In Defense of Employers and Business Owners

Most articles on the workplace advocate for the employee rather than the employer. Indeed, bosses are often portrayed as clueless, dishonest, and/or lazy.

Yet I often find myself siding with bosses and employers over workers.

Of course, that makes me unpopular with most readers, if only because there are more workers than bosses and business owners. But there's a reason I often side with the higher-ups: I believe in championing merit over egalitarianism.

Of course, some bosses get promoted undeservedly but, on average, they're smarter, harder-working, more of a self-starter and lower-maintenance. Most business owners take far more risk and work far longer hours than do most of their workers. And they create jobs.

True, there are a few zillionaire CEOs, who, if only for symbolic effect, probably should be taxed further. But obscene-earning executives are but the tiniest sliver of the manager/executive pie. Most managers, per hour, don't make much more than do worker bees. And whatever moderate extra pay they get is fair in light of management's extra responsibility, skills and degrees, and yes that, on average, they're smarter. Plus, few bosses expect to work just 40 hours a week. And when they work longer, unlike workers, they don't get a penny of overtime.

I feel even more for the boss and business owner when I read studies of millions of workers stealing from their employer in various ways. I'm not talking here about taking pencils or even a laptop. I'm talking about more expensive stealing.

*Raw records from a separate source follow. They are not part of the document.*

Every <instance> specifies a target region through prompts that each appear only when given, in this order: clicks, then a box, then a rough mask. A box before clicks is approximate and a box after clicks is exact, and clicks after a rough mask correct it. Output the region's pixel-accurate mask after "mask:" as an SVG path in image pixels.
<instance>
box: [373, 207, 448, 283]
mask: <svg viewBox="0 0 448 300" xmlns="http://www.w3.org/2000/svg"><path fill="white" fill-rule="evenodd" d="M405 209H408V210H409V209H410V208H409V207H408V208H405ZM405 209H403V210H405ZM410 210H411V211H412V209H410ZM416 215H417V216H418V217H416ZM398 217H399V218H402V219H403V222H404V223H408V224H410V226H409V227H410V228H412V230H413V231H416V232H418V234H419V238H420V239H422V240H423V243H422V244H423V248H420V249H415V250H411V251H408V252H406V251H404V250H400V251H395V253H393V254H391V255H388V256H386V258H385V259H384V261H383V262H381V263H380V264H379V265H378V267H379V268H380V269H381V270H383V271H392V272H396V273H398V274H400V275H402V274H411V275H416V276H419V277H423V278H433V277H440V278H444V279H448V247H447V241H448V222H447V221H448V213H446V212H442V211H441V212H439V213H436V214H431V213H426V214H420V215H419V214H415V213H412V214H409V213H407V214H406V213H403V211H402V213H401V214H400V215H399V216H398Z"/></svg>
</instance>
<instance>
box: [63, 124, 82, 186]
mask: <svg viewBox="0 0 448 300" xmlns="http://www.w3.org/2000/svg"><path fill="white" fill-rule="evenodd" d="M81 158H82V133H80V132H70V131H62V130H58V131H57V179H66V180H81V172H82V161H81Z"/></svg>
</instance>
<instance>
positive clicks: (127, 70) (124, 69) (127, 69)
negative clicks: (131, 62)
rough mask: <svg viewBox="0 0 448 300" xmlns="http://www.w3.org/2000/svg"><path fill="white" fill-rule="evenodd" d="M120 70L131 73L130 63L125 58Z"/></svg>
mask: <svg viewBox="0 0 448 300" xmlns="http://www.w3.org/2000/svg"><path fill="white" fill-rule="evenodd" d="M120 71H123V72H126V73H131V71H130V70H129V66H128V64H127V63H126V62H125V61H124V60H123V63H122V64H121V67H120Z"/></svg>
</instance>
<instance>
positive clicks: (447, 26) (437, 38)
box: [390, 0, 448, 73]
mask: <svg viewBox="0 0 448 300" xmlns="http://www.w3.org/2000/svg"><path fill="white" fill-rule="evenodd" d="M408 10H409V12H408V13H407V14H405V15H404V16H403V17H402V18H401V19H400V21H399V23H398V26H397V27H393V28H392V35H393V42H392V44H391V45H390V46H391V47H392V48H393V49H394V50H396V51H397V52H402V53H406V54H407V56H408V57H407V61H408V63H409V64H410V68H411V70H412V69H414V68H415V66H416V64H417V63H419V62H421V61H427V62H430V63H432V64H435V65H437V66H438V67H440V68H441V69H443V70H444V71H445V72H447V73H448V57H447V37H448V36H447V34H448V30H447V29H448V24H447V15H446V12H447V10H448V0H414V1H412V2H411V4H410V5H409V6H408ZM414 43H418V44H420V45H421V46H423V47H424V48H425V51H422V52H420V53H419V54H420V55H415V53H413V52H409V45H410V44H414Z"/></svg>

For example, large percentages of workers, on company time, play on Facebook, Amazon, and sports sites for hours every day, take sick days when they're not sick, and knowingly making false claims to get undeserved big money from the company or taxpayer.  It's impossible to measure the percentage of false and exaggerated claims but it's instructive that employee lawsuits have, from 1989-2009, the latest year measured, increased 400%(!)

A study by the Career Advisory Board found that while 72 percent of job seekers are confident they can present the skills needed for a job, just 15 percent of hiring managers have the skills to fill open positions.

So when workers demand more "rights," I don't feel inclined to join the sea of journalists who--in my mind, thoughtlessly--abandon even a pretense of neutrality in favor of trying to get workers what they want, even if that's, net, unfair to bosses, business owners, and society.

Journalists' linchpin principle should not be to advocate for the little guy. It should be to advocate for merit. Ultimately, that will do the most good.